İlk anda Hüseyin Aygün, Nur Serter, Gökhan Günaydın gibi isimler tepkilerini gösterdiler.

Tepki gösterenler ağırlıklı olarak ulusalcı, liberal, sosyal demokrat, sol kimlikleri ön planda isimler.

Kemal Kılıçdaroğlu’na yakın isimlerde ise sessizlik hakim.

Onlar bu duruma ne diyor bilinmez?

Buluşmalar da hemen başladı.

Haksız da sayılmazlar. Çünkü seçim için zaman daralıyor.

Parti içinde aralarında Deniz Baykal’ın da olduğu bazı milletvekillerinin bir toplantı yapması rahatsızlığın sonucu olarak yorumlanıyor.


CHP’deki bölünme

CHP’de parti yönetimine rağmen bir aday çalışması olur mu?

Bunun işaretleri var.

Zaten Cumhurbaşkanı adayı göstermek için 20 milletvekilinin imzası gerekiyor.

Ancak bu 20 milletvekili, parti yönetimlerinin, hatta muhalefet partisi MHP ile uzlaşarak gösterdiği adaya karşı çıkmak için cesaretli davranmalılar.

Önce karşı çıkıp, ardından olası bir aday üzerinde uzlaşılması durumunda “Parti yönetiminin kararına uyacağım” diyerek geri çekilen milletvekili, çok büyük vebal alacaktır.
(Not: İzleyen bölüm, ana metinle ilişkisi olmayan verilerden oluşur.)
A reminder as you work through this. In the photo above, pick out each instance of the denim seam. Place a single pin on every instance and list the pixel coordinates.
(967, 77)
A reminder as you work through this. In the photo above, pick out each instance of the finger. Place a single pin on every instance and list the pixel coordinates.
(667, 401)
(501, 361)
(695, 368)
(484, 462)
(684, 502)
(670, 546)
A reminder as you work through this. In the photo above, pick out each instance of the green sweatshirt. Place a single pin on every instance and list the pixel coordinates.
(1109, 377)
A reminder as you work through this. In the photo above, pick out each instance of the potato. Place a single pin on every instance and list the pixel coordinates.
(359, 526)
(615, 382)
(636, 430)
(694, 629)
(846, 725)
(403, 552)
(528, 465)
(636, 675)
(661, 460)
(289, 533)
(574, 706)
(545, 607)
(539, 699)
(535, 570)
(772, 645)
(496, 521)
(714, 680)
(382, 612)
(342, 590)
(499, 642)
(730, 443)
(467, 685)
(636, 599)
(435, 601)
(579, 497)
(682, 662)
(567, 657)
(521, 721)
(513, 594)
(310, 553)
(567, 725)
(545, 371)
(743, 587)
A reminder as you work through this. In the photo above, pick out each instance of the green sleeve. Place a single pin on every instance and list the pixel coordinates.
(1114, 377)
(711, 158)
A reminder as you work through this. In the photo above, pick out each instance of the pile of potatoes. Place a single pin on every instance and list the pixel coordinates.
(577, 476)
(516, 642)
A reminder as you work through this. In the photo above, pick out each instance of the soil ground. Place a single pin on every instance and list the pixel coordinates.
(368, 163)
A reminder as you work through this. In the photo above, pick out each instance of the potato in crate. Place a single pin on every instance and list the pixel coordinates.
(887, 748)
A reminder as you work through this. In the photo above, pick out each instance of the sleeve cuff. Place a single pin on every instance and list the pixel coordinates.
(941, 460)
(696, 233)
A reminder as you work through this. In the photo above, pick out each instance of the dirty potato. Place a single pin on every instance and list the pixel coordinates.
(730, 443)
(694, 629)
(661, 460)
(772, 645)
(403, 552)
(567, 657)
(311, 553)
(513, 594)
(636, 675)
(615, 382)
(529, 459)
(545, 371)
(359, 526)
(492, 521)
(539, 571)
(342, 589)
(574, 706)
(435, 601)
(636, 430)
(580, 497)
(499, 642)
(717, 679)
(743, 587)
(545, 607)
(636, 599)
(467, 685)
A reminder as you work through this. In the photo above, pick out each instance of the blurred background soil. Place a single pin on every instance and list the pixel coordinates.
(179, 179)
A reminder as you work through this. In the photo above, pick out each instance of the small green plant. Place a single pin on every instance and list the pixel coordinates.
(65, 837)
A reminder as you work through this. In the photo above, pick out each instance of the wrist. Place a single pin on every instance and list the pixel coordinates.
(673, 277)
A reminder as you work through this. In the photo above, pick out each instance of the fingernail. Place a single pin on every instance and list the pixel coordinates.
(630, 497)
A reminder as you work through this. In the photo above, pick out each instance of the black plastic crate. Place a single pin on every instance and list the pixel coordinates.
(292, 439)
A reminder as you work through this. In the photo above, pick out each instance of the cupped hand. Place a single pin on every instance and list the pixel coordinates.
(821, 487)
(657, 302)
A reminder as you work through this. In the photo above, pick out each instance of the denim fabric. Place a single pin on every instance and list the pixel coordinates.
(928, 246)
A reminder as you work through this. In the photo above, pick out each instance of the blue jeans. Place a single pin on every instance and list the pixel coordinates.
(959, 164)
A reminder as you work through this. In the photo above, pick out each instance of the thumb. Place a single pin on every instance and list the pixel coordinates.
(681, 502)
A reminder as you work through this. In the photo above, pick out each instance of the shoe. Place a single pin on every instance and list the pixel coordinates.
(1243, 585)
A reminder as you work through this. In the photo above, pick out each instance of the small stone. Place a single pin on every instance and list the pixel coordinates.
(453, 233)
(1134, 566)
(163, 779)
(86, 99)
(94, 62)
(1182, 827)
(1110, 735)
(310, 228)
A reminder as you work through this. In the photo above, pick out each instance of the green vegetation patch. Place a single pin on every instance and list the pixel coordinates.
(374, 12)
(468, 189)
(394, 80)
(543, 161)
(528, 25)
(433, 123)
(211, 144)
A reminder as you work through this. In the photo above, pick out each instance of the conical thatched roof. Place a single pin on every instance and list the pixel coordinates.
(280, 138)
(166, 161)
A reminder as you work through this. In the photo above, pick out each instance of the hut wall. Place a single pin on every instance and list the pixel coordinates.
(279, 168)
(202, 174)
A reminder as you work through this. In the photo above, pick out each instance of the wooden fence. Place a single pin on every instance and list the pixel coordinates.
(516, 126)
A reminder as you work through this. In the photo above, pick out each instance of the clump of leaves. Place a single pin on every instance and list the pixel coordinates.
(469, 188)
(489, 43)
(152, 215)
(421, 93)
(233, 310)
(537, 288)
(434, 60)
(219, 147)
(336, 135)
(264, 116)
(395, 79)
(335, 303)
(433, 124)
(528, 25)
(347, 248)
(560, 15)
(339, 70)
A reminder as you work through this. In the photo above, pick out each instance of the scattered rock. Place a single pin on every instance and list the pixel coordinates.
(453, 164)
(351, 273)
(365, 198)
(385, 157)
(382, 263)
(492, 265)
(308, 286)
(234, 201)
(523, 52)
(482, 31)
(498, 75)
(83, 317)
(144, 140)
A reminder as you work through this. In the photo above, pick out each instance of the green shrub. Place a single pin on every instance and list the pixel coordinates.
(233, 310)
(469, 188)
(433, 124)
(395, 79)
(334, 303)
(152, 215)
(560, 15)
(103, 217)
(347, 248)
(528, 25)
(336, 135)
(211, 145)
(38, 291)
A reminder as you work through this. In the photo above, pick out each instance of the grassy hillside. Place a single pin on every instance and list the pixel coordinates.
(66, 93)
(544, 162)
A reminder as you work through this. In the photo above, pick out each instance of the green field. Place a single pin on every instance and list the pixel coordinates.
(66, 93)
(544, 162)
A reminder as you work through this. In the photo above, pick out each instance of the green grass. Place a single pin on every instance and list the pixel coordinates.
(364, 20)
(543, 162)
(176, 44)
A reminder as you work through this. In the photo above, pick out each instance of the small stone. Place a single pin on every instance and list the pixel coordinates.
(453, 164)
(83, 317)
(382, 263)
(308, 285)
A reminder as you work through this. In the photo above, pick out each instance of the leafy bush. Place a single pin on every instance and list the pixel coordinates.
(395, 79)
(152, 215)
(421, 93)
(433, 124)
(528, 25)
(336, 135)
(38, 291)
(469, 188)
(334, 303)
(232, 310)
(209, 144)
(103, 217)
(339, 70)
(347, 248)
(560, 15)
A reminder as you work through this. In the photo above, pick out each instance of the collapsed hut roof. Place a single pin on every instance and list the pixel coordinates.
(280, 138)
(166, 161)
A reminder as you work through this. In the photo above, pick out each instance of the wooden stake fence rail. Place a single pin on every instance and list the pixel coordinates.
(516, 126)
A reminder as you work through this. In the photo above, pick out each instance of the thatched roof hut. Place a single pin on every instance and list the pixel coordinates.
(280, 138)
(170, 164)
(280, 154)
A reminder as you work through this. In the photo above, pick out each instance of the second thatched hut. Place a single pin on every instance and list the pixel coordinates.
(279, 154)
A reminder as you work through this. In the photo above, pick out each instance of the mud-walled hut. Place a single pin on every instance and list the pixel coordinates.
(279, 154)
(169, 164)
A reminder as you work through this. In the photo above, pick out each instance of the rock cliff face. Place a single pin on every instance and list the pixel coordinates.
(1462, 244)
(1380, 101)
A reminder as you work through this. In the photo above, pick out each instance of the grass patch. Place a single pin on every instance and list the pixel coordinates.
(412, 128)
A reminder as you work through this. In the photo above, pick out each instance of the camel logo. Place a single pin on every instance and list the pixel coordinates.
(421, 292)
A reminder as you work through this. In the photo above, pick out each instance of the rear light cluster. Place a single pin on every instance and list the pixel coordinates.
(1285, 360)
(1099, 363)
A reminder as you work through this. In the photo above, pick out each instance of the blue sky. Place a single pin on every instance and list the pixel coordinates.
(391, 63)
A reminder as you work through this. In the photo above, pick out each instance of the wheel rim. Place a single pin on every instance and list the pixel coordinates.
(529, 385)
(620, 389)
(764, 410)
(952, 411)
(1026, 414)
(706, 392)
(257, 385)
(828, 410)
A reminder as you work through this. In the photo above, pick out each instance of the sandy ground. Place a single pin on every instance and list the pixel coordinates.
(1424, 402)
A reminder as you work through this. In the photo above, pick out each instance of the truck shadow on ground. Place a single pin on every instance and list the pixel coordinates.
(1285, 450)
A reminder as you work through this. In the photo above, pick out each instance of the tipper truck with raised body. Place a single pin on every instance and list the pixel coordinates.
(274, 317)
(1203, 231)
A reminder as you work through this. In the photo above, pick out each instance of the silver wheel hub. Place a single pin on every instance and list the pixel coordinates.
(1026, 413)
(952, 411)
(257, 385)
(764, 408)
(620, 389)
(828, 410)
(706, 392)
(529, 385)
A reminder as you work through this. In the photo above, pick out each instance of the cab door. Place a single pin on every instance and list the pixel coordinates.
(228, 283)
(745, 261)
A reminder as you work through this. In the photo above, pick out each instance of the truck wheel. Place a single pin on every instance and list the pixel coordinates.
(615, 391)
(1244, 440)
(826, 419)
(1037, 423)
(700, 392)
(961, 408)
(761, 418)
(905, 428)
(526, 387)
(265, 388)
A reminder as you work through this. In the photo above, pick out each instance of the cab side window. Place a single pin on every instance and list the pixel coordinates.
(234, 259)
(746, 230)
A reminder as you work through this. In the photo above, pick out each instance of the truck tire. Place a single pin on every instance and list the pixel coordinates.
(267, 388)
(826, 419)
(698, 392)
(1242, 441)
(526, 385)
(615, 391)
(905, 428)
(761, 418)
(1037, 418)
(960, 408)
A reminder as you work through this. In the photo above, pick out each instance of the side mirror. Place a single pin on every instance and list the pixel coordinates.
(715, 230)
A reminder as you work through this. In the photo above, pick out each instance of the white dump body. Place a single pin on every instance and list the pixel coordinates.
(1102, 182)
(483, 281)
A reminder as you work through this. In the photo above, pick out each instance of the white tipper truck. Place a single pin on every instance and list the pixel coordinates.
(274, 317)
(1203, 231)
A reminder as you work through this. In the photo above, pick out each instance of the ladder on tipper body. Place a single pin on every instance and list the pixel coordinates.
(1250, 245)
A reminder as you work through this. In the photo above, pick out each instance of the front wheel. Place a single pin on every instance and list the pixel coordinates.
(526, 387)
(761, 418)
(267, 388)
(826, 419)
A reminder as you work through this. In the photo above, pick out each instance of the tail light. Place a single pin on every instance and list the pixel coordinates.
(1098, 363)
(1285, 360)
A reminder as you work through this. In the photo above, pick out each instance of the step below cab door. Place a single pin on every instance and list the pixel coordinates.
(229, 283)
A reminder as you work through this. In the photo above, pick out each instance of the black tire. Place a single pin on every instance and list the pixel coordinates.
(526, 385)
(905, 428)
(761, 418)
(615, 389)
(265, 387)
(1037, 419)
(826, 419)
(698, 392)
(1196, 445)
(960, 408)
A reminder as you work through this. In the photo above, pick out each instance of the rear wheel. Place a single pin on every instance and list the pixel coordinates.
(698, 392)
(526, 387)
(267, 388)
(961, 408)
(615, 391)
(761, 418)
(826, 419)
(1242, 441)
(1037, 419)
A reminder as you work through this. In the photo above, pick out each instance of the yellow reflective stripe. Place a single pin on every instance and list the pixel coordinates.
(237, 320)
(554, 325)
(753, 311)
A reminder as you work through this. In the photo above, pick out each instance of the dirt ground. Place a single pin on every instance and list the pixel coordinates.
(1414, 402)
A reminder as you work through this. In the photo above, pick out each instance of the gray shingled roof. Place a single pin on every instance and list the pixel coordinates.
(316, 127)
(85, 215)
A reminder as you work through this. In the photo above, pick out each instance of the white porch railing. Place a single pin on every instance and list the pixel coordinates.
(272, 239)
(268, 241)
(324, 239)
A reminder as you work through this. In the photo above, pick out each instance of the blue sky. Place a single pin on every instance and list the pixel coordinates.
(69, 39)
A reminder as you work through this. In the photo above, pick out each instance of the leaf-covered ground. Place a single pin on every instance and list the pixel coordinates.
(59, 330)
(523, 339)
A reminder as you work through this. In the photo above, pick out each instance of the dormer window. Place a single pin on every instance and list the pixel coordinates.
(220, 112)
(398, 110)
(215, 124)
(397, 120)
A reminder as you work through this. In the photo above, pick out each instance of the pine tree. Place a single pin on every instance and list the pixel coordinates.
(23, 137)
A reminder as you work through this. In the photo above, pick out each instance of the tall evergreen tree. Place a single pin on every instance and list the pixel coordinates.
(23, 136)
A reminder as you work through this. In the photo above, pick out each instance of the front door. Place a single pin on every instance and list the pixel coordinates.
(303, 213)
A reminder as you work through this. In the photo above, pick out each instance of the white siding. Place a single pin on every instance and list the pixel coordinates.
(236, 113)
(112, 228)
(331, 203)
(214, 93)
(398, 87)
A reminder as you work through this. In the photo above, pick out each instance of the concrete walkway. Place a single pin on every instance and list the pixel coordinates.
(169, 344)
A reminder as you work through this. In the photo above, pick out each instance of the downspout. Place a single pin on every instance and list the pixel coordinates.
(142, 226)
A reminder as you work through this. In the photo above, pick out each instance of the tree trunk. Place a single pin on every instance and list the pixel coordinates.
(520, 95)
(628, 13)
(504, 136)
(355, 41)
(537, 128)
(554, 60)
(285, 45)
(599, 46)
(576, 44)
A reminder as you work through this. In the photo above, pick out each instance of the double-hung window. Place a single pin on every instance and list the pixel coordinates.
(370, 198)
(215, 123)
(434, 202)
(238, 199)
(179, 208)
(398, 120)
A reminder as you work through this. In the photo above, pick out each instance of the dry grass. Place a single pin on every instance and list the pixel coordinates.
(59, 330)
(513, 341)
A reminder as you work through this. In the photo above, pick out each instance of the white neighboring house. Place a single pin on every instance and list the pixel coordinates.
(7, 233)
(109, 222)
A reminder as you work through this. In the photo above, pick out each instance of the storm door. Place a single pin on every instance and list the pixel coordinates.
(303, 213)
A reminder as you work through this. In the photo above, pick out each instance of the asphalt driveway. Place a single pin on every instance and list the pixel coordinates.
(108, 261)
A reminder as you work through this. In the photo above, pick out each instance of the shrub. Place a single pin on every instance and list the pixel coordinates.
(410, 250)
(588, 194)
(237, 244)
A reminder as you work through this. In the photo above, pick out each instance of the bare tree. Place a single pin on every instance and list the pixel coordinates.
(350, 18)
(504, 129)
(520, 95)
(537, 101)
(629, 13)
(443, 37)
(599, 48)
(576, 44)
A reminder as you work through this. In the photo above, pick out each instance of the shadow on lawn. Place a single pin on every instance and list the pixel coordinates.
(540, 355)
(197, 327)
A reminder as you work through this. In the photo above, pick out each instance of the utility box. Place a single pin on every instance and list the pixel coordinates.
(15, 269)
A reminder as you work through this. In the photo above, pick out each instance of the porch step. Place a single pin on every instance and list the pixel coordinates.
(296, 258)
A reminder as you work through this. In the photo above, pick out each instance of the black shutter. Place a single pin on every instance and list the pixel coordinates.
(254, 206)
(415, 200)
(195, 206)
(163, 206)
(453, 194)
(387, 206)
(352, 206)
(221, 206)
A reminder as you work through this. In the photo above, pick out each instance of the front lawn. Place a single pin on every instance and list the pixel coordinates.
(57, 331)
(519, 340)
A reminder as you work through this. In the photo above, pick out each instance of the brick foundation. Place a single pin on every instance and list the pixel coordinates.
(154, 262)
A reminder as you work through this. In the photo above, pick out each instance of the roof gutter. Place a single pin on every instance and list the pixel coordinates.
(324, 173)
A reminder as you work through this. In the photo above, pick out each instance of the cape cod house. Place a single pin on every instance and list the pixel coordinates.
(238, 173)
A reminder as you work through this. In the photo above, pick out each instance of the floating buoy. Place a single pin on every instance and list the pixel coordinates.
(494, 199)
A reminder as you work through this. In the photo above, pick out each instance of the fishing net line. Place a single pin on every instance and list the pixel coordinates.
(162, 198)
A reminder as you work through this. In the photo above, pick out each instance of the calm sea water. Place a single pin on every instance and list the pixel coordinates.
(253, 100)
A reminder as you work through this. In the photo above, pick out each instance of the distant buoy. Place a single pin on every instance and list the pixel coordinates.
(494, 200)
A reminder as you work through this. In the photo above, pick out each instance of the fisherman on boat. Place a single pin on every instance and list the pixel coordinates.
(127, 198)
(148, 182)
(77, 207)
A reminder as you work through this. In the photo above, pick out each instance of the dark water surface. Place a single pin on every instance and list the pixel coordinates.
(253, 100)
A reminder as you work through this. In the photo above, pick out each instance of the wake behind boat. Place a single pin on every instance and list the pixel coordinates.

Çünkü Meclis dışı muhalefet de şimdiden aday çalışması yürütmeye başladı. Meclis dışı muhalefetin içinde siyasi partilerin yanı sıra büyük kitle örgütleri de var.

Özellikle CHP’yi ilgilendirebilecek Atatürkçü Düşünce Derneği, Çağdaş Yaşamı Destekleme Derneği, Cumhuriyet Kadınları Derneği ve her ne kadar İşçi Partisi’ne daha yakın gözükse de, CHP açısından Cumhurbaşkanlığı seçimlerinde potansiyel oy olarak görülebilecek Türkiye Gençlik Birliği gibi birçok kitle örgütünden aldığımız ilk haberler, Ekmeleddin İhsanoğlu’na soğuk baktıkları ve ortak bir aday için çalışmanın başlatıldığı yönünde.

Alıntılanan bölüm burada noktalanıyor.